Trasa
– początek: St. Anton am Arlberg (Austria)
– koniec: Riva del Garda, nad Jeziorem Garda (Włochy)
– najwyższy punkt na trasie: przełęcz Bocchetta di Forcola (2768 m npm)
– długość: ok. 400 km (odcinki dzienne pomiędzy 45 a 70 km, średnio ok. 55 km na dzień)
– suma podjazdów: ok. 11 500 m (suma podjazdów każdego dnia pomiędzy ok. 1200 a 2000 metrów, średnio ok. 1600 m na dzień)

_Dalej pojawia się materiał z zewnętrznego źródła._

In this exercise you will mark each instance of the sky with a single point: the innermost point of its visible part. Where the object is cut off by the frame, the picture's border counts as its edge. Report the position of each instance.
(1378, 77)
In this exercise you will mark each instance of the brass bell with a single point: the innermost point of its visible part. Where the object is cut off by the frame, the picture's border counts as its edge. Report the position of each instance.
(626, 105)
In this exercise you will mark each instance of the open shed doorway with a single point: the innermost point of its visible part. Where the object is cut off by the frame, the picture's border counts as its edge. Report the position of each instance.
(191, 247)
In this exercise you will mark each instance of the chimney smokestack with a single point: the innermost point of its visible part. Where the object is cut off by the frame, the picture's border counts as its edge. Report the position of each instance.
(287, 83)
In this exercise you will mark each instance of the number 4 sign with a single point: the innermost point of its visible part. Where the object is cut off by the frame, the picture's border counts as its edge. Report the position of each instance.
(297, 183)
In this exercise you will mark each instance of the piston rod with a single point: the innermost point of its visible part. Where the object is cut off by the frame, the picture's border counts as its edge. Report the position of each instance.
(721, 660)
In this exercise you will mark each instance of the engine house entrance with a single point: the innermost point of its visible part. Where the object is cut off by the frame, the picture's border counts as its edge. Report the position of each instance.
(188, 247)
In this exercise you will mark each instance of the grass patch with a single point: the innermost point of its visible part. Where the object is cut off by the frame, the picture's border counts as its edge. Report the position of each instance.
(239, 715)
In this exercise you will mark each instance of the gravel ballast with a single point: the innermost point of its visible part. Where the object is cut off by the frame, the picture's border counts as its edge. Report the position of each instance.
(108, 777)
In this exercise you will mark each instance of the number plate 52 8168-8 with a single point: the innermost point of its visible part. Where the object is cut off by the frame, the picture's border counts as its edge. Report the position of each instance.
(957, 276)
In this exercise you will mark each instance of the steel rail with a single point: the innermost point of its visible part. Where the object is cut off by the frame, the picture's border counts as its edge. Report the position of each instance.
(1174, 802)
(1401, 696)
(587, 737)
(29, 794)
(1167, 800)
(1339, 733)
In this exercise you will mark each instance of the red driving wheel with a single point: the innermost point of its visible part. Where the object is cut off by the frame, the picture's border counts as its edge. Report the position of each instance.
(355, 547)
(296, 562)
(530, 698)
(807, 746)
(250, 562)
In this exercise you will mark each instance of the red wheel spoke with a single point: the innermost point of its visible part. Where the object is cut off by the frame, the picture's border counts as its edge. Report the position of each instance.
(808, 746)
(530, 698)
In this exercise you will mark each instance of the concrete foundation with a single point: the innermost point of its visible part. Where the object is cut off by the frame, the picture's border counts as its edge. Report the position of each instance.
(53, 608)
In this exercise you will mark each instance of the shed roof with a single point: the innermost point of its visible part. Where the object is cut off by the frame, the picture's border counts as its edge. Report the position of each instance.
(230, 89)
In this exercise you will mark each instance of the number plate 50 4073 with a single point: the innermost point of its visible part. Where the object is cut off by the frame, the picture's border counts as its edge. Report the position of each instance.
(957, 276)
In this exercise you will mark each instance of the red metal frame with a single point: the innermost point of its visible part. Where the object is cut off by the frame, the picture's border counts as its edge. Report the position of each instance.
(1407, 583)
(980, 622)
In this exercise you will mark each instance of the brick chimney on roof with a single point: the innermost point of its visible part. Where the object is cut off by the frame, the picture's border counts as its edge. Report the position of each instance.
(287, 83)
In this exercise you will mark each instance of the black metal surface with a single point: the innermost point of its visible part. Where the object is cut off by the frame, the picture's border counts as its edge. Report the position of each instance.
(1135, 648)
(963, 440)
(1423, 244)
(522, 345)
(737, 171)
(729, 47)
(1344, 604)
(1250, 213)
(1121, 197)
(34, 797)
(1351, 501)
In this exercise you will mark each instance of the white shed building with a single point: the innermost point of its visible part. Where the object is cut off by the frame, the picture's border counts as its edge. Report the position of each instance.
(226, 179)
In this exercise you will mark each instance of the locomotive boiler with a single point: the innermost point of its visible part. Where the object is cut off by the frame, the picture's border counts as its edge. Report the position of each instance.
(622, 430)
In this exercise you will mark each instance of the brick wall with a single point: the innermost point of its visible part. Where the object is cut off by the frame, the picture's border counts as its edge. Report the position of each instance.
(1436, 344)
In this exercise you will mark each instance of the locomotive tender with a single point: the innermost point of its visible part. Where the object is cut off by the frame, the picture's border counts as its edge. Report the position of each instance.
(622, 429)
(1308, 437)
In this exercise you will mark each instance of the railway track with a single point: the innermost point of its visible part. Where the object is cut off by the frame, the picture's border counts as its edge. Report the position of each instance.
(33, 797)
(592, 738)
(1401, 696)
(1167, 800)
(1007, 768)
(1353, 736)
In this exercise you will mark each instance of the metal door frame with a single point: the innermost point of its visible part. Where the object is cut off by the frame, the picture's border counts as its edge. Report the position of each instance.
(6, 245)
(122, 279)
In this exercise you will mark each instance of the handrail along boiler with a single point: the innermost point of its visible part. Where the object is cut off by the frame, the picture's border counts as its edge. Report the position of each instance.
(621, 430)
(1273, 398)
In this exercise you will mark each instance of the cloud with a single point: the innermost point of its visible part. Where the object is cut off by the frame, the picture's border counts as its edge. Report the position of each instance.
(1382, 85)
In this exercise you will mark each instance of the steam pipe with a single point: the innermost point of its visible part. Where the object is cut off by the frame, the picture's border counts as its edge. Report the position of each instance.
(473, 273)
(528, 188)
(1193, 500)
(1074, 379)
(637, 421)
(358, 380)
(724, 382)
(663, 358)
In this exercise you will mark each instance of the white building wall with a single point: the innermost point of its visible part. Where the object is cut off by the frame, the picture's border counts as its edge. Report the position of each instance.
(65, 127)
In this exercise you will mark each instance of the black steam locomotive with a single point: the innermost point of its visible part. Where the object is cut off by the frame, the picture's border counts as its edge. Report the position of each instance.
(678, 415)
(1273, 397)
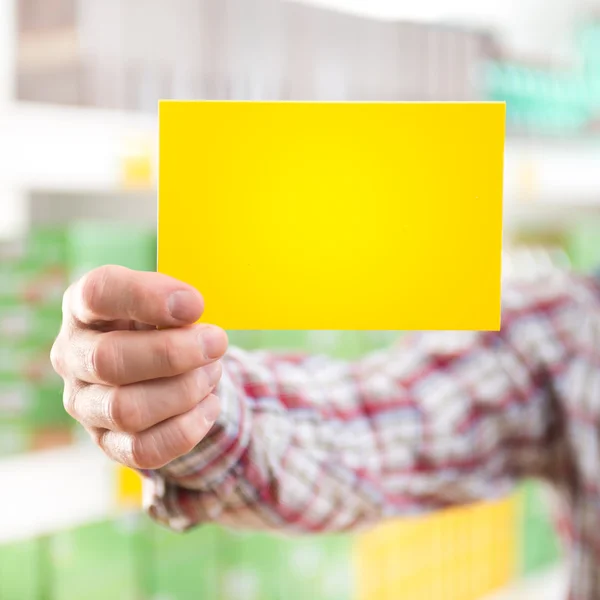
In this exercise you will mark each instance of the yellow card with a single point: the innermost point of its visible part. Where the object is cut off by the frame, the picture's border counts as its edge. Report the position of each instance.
(302, 215)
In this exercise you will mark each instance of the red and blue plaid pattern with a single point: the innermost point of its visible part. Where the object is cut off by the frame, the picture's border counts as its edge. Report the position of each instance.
(311, 444)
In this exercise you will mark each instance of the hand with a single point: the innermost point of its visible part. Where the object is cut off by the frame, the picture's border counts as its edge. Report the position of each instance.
(145, 395)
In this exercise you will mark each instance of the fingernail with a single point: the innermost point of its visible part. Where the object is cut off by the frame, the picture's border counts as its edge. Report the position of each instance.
(183, 306)
(211, 409)
(213, 373)
(214, 342)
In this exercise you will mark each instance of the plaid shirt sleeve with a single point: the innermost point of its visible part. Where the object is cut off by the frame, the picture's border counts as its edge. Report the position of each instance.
(311, 444)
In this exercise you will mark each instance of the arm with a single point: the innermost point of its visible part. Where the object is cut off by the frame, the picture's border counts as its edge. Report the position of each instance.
(443, 419)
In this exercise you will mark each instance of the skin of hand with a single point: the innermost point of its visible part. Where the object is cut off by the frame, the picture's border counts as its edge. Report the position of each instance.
(138, 373)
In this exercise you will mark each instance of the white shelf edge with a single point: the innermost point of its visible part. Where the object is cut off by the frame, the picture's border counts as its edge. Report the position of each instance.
(45, 492)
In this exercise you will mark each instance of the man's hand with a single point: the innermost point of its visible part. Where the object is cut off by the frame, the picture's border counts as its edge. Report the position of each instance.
(144, 394)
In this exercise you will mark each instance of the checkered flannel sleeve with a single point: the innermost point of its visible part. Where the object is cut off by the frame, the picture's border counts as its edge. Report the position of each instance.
(312, 444)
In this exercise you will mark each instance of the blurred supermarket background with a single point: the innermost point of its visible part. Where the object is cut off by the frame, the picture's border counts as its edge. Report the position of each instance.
(79, 84)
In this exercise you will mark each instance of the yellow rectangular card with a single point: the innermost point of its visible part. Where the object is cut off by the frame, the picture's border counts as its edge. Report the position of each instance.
(309, 215)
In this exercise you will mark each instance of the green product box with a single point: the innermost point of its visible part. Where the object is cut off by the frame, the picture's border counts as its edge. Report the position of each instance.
(29, 361)
(43, 247)
(319, 567)
(93, 244)
(25, 282)
(34, 324)
(23, 571)
(184, 566)
(96, 562)
(583, 246)
(15, 438)
(247, 340)
(250, 566)
(32, 405)
(16, 400)
(339, 344)
(540, 544)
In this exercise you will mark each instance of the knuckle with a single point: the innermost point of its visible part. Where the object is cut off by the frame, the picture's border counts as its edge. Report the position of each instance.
(101, 358)
(171, 355)
(70, 401)
(194, 388)
(123, 411)
(57, 357)
(91, 286)
(146, 453)
(188, 436)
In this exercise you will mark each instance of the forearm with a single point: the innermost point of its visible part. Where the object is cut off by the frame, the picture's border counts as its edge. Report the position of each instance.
(322, 445)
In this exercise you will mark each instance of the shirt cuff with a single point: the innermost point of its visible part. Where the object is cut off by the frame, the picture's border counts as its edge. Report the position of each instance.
(175, 494)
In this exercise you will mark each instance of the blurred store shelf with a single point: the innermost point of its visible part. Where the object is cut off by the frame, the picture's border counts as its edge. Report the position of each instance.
(548, 585)
(72, 149)
(44, 492)
(66, 149)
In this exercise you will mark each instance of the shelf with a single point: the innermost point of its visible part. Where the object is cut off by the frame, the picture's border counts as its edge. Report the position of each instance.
(61, 149)
(48, 491)
(71, 149)
(548, 585)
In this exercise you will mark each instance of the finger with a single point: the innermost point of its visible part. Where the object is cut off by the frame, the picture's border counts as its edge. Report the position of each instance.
(126, 357)
(111, 293)
(137, 407)
(163, 443)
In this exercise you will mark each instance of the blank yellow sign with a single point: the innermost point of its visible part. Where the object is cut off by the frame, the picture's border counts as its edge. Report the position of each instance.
(334, 215)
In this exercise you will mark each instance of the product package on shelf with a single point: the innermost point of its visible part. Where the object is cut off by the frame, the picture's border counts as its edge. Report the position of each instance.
(96, 243)
(583, 246)
(458, 554)
(540, 545)
(96, 561)
(179, 566)
(24, 570)
(261, 566)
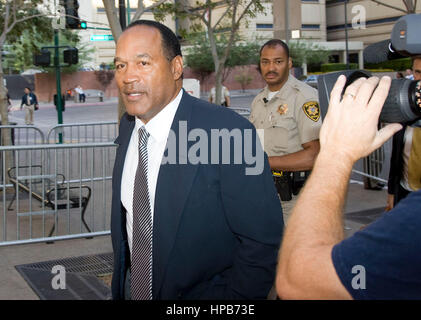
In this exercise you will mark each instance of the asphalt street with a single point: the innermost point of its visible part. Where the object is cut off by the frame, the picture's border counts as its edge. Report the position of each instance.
(363, 205)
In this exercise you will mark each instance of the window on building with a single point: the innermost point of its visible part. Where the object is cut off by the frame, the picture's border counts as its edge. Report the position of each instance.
(310, 26)
(264, 25)
(334, 58)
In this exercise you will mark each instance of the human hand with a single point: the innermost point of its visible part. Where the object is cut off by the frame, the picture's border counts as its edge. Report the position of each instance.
(390, 200)
(349, 130)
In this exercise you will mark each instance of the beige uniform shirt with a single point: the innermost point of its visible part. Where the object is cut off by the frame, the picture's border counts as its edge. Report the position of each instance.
(290, 119)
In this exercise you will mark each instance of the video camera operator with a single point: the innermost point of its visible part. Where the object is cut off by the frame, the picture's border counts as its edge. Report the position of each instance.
(315, 261)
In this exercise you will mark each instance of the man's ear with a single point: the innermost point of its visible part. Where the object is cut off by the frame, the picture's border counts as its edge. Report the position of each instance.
(177, 67)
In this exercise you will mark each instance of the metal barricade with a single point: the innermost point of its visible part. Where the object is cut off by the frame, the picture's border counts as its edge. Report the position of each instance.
(21, 135)
(56, 192)
(83, 132)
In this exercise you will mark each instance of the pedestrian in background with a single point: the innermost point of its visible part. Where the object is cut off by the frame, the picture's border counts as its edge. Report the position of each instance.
(405, 171)
(225, 101)
(29, 100)
(82, 96)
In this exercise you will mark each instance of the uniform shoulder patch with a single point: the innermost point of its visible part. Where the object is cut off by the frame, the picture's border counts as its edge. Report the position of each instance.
(311, 110)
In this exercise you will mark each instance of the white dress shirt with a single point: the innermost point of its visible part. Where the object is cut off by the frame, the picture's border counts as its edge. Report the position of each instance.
(158, 128)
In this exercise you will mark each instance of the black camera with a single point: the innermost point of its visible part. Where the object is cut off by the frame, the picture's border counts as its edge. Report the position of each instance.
(403, 103)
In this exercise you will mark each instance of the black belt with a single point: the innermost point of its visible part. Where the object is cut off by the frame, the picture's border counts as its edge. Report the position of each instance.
(289, 183)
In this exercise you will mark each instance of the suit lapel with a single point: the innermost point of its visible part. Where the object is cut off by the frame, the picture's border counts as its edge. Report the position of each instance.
(123, 141)
(172, 190)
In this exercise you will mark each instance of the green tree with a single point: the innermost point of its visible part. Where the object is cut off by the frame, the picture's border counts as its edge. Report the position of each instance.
(202, 16)
(199, 57)
(31, 41)
(15, 17)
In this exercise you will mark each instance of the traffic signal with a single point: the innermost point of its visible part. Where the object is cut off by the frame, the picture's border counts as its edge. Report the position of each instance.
(63, 102)
(71, 56)
(43, 59)
(72, 16)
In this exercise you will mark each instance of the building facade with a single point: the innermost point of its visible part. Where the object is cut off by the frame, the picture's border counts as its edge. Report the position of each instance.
(321, 21)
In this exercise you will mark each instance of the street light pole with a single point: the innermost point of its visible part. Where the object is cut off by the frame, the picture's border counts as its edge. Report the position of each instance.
(346, 37)
(122, 13)
(287, 21)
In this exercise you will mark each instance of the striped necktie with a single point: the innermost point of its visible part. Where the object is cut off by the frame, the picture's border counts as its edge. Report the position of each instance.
(141, 256)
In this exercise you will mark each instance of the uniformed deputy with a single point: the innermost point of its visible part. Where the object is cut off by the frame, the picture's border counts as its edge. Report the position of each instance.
(288, 111)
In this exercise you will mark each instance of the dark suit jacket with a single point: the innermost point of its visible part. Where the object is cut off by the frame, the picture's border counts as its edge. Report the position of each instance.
(216, 231)
(396, 164)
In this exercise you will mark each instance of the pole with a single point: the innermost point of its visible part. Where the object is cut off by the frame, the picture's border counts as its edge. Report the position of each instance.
(122, 12)
(128, 12)
(287, 21)
(346, 38)
(58, 78)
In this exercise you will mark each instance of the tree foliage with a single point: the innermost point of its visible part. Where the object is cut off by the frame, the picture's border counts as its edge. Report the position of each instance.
(199, 57)
(213, 17)
(32, 40)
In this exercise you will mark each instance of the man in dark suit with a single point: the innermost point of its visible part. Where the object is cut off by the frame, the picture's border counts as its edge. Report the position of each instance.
(191, 219)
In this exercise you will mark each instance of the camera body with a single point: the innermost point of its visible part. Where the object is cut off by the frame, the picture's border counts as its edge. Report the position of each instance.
(403, 103)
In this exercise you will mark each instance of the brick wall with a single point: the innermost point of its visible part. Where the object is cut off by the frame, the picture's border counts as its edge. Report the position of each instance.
(45, 84)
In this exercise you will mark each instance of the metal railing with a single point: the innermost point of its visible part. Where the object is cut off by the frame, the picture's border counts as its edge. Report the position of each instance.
(83, 132)
(373, 170)
(55, 192)
(24, 134)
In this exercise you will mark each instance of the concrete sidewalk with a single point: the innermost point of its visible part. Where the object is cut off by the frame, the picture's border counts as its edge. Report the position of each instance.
(70, 103)
(14, 287)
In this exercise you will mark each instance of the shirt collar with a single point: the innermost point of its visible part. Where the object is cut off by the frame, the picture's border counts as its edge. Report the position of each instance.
(281, 91)
(159, 126)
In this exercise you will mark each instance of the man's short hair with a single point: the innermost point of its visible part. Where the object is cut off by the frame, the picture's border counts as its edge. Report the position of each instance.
(170, 44)
(272, 43)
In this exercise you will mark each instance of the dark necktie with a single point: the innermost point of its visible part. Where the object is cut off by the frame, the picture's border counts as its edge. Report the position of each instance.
(141, 256)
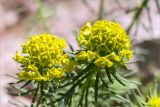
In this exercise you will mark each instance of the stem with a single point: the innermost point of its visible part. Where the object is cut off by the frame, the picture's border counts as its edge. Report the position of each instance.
(35, 96)
(96, 88)
(101, 10)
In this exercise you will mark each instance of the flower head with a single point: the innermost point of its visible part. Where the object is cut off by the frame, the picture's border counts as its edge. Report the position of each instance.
(154, 102)
(106, 40)
(44, 58)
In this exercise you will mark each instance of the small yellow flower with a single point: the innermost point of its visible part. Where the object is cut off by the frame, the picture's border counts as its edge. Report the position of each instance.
(106, 39)
(81, 56)
(103, 61)
(44, 58)
(154, 102)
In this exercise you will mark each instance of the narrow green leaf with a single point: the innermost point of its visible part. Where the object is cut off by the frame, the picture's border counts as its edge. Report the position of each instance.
(109, 75)
(96, 87)
(25, 84)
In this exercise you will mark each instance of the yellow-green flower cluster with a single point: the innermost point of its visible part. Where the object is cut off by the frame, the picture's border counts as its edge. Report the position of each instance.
(44, 58)
(105, 42)
(154, 102)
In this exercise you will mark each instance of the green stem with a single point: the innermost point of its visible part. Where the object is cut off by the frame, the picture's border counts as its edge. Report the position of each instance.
(101, 10)
(35, 96)
(96, 88)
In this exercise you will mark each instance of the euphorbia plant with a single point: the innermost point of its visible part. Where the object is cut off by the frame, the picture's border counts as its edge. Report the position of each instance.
(60, 77)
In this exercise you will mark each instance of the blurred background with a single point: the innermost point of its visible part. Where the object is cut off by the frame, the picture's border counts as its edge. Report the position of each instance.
(20, 19)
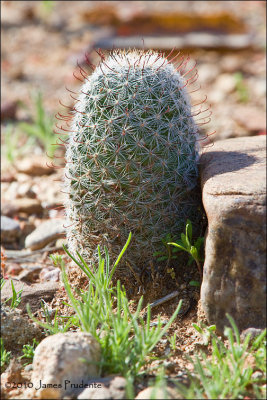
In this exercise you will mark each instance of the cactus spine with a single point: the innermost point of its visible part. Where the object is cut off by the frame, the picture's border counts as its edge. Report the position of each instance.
(131, 157)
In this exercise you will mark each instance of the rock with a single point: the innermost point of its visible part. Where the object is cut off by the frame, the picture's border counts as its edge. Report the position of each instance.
(17, 329)
(50, 274)
(29, 273)
(34, 166)
(253, 119)
(45, 233)
(25, 190)
(10, 230)
(12, 373)
(159, 393)
(31, 294)
(25, 205)
(13, 269)
(233, 180)
(57, 361)
(250, 331)
(105, 388)
(8, 110)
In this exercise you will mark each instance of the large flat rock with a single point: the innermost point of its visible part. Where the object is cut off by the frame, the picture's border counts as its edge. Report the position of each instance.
(233, 179)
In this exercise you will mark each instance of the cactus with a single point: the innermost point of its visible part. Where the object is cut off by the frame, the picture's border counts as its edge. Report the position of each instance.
(131, 160)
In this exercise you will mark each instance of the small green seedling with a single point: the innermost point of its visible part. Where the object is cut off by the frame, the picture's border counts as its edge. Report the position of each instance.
(167, 253)
(28, 351)
(57, 260)
(185, 245)
(172, 340)
(5, 356)
(206, 332)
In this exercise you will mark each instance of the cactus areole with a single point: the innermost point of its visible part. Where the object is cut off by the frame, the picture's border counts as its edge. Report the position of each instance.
(131, 156)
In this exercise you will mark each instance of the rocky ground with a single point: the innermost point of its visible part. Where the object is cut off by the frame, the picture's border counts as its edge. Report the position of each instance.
(40, 48)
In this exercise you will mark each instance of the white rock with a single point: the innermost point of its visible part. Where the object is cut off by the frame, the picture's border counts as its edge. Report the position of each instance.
(58, 363)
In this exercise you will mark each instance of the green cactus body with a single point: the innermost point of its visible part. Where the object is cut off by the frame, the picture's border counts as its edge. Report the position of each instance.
(131, 158)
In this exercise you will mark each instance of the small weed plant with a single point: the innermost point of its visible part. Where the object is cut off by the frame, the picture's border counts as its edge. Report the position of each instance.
(229, 372)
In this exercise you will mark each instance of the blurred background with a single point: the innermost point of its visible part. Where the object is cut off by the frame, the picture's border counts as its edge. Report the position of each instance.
(42, 41)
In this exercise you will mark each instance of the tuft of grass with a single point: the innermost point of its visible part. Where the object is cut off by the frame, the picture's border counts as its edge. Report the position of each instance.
(103, 310)
(5, 356)
(229, 372)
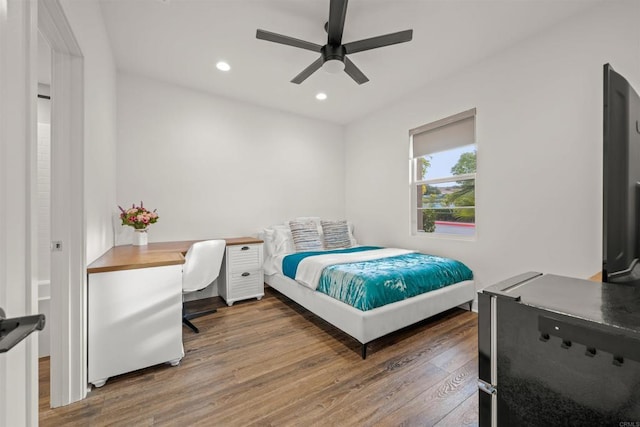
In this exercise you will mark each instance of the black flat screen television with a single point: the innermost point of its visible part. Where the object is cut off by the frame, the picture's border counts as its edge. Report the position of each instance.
(621, 180)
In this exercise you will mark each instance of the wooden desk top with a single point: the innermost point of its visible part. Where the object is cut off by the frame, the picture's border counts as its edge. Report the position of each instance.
(129, 257)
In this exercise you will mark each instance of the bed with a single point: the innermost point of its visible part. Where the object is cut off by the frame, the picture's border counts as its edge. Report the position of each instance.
(309, 283)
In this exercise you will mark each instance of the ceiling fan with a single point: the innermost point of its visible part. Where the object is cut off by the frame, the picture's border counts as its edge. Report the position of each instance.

– na trasie dwukrotnie skorzystamy z pomocy kolejek linowych
Jest to trasa o charakterze typowo górskim, terenowym, prowadząca w przeważającej części poza drogami asfaltowymi, odpowiednia wyłącznie dla rowerów górskich – MTB, wymagająca dobrego przygotowania kondycyjnego. Na trasie występuje wiele stromych, trudnych technicznie zjazdów po górskich ścieżkach i szlakach, a także kilka dłuższych (ponad godzinnych) podejść – odcinków gdzie nie da się podjechać i rower trzeba prowadzić.
Czas trwania
7 dni jazdy + 1 dzień na powrót z Riva del Garda do St. Anton (zasadnicza część pociągiem, reszta rowerem).
27 sierpnia (sobota)
dojazd z Polski do St. Anton am Arlberg, wspólna kolacja, zapoznanie i nocleg
28 sierpnia (niedziela)
pierwszy etap: St. Anton – Ischgl
29 sierpnia (poniedziałek)
drugi etap: Ischgl – Scuol
30 sierpnia (wtorek)
trzeci etap: Scuol – Sta. Maria
31 sierpnia (środa)
czwarty etap: Sta. Maria – Bormio
01 września (czwartek)
piąty etap: Bormio – Pezzo
02 września (piątek)
szósty etap: Pezzo – Dimaro
03 września (sobota)
siódmy etap: Dimaro – Riva del Garda
04 września (niedziela)
powrót z Riva del Garda do St. Anton (pociągiem + rowerem), w St. Anton będziemy ok. godz. 19:00, następnie powrót do Polski lub nocleg
05 września (poniedziałek), 06 września (wtorek), 07 września (środa)
rezerwa czasowa – daje możliwość elastycznego reagowania w przypadku niesprzyjających warunków pogodowych (np. możliwość przesunięcia terminu rozpoczęcia wyprawy o dzień lub dwa, albo wkomponowania „dnia odpoczynku” w trakcie trwania wyprawy w przypadku długotrwałego deszczu, itp.)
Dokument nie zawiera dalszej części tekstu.